By David Milliken
LONDON (Reuters) -The Bank of England is starting work on its first facility to lend to insurers and pension funds to help avoid a repeat of last year's bond market turmoil, Andrew Hauser, the BoE's executive director for markets, said on Thursday.
The BoE has a long-standing range of tools to lend to banks which have good-quality collateral if they struggle to get ready cash during times of market stress.
However, there is no equivalent for non-bank financial institutions (NBFIs), forcing the BoE to take one-off measures a year ago after former Prime Minister Liz Truss' "mini-budget" and at the start of the COVID-19 pandemic in 2020.
"We will be embarking, with immediate effect, on the design of a facility allowing us to lend to insurance company and pension funds - including newly-resilient LDI funds," Hauser said at an event hosted by MNI Connect.
These financial institutions are big holders of British government bonds which usually can be readily exchanged for cash but suffer from shortages of buyers at times of market turmoil.
"The impetus for this work is real and pressing: NBFIs have introduced important new sources of systemic risk, and our current toolkit - though effective - is incomplete, Hauser said.
Globally, NBFIs - sometimes called "shadow banks" and which include investment firms including hedge funds - represent about half of the financial sector and have expanded rapidly since the 2008 financial crisis.
Lending to banks during past crises did not always find its way to NBFIs facing liquidity issues, and buying and selling assets directly posed financial and policy risks to the BoE, Hauser said.
The BoE last year bought 19.3 billion pounds ($23.5 billion)of long-dated and inflation-linked gilts from liability-driven investment (LDI) funds used by pension providers, after bond prices slumped following Truss' mini-budget. These bonds have since been sold back to the market at a profit.
However, the timing was awkward for the BoE, coming just as inflation hit a 41-year high of 11.1% and forcing it to delay the start of active bond sales from its separate quantitative easing portfolio.
Hauser said the BoE would look at expanding the lending facility to a wider range of non-banks over time but warned that the programme was not aimed at reducing financial firms' need to guard against day-to-day risks.
"It is central banks' job to protect the system against genuine threats to stability. But it is firms' job to protect themselves against a wide range of less severe shocks, and we cannot afford to conflate the two," he said.

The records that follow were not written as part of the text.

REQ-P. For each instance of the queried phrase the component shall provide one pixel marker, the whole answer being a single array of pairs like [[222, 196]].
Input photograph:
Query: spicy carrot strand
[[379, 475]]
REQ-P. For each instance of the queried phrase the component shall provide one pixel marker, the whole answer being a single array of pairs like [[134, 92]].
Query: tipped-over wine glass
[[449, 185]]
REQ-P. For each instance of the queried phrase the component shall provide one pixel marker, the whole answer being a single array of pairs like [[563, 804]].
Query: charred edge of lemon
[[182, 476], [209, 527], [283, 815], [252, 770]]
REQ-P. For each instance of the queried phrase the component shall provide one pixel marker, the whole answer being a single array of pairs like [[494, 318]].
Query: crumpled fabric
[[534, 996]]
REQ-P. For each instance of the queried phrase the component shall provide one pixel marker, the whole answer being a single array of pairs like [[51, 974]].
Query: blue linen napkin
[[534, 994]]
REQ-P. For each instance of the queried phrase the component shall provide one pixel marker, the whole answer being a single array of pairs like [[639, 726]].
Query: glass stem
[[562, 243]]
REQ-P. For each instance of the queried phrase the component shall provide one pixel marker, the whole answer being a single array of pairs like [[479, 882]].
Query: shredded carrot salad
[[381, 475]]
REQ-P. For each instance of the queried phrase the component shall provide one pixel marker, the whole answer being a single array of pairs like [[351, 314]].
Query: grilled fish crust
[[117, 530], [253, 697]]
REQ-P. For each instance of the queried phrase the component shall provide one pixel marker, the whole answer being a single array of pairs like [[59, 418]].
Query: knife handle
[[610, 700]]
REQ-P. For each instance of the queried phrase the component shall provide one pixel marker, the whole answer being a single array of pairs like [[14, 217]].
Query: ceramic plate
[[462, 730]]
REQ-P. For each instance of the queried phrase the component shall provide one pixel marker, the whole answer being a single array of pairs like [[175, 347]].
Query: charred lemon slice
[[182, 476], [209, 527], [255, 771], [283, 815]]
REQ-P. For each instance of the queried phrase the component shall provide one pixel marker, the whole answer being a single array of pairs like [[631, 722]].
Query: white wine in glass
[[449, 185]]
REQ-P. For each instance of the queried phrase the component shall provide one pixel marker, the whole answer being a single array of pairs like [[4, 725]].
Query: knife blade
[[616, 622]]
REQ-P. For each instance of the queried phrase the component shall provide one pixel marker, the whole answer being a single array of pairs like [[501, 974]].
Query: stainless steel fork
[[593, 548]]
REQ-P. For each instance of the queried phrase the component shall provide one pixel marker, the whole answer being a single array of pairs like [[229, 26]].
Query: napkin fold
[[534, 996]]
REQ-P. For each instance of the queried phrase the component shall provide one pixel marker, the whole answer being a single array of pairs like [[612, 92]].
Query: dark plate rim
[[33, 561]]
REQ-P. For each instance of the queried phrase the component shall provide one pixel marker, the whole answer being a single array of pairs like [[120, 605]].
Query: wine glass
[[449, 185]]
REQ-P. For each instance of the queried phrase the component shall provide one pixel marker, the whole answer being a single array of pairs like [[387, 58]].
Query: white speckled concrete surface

Regulators globally and in Britain are already considering tighter liquidity rules for "non-banks" to cope better with market shocks and minimise the need for central bank help in the first place.
Even for insurers and pension funds, designing a suitable facility would be a challenge, Hauser said. There were thousands of firms that might potentially need help, compared with fewer than 230 banks covered by existing BoE lending facilities.
Many of these non-bank financial firms might face legal challenges borrowing from the BoE, or lack the internal capacity to manage the financial risks.